Other possible structures are an outright sale of the carbon capture equipment to the tax equity investor or a disposal contract where the tax equity investor agrees to be responsible for disposing of the CO2 but subcontracts the actual physical disposal to someone else.

The tax equity investor could also be a partner in a disposal partnership to which the capture equipment owner has elected to transfer the tax credits.

If the IRS clarifies the regulations, then other structures include a sale of the capture equipment or a tenancy-in-common structure where the industrial facility owner and the tax equity investor each own undivided interests in the capture equipment.

Some tax equity investors are using “tax event” clauses copied from refined coal deals where they will stop making capital contributions after an adverse audit adjustment or change in tax law that reduces the tax credits by more than 35%. They are also reserving the right to defer installment payments or capital contributions in up to a fixed number of quarters when the CO2 captured does not justify the full contribution.

Recapture

The tax credits claimed will be recaptured to the extent the CO2 leaks from underground storage, including after use as a tertiary injectant for enhanced oil or gas recovery. Any tax credits recaptured must be repaid to the US Treasury

The IRS will look back three years. It assumes that once CO2 has remained underground for at least that period, it is likely to remain underground.

Thus, the total period when the tax equity investor claiming tax credits is exposed to some level of recapture runs potentially for 15 years: the 12-year tax credit period plus three years thereafter.

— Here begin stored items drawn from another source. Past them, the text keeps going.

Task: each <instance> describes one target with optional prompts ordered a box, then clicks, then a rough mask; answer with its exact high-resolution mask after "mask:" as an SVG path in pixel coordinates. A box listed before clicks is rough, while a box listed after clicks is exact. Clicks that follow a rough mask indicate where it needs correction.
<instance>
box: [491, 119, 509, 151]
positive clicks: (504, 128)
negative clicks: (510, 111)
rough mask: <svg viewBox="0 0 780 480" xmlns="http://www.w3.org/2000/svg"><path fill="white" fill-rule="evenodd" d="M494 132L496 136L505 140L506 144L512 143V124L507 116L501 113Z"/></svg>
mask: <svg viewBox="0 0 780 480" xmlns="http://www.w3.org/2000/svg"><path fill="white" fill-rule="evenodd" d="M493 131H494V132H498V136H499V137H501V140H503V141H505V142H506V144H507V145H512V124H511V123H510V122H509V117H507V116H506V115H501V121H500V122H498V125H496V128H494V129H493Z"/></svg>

Only the net leak in a year is recaptured, meaning the leak after offsetting the CO2 injected into the ground that year.

If multiple taxpayers are storing in the same underground reservoir, then they will have to come up with a method to allocate the leaked CO2 among them. Leaks triggered by a volcano, earthquake (but not seismic activity caused by CO2 injection), pandemic, war, terrorist attack or government action do not trigger recapture.

Other Issues

Carbon capture may not be economic at some facilities with large carbon footprints. For example, capture equipment and most compressors require electricity to operate. This increases the parasitic load at a power plant and may affect the economics of continuing to run the power plant. If the captured CO2 is not relatively clean, larger compressors will be needed to compress a much larger volume of gas and the capital and operating costs may be prohibitive.

Tax equity investors will not take technology risk where new technologies are involved. They also will not take construction risk.

The potential environmental liabilities involved may make tax equity investors unwilling to be on the disposal side of the transaction.

Minimum emissions levels required to qualify for tax credits may not be reached in a year. There is a risk that coal-fired power plants will shut down before the 12 years have run on tax credits.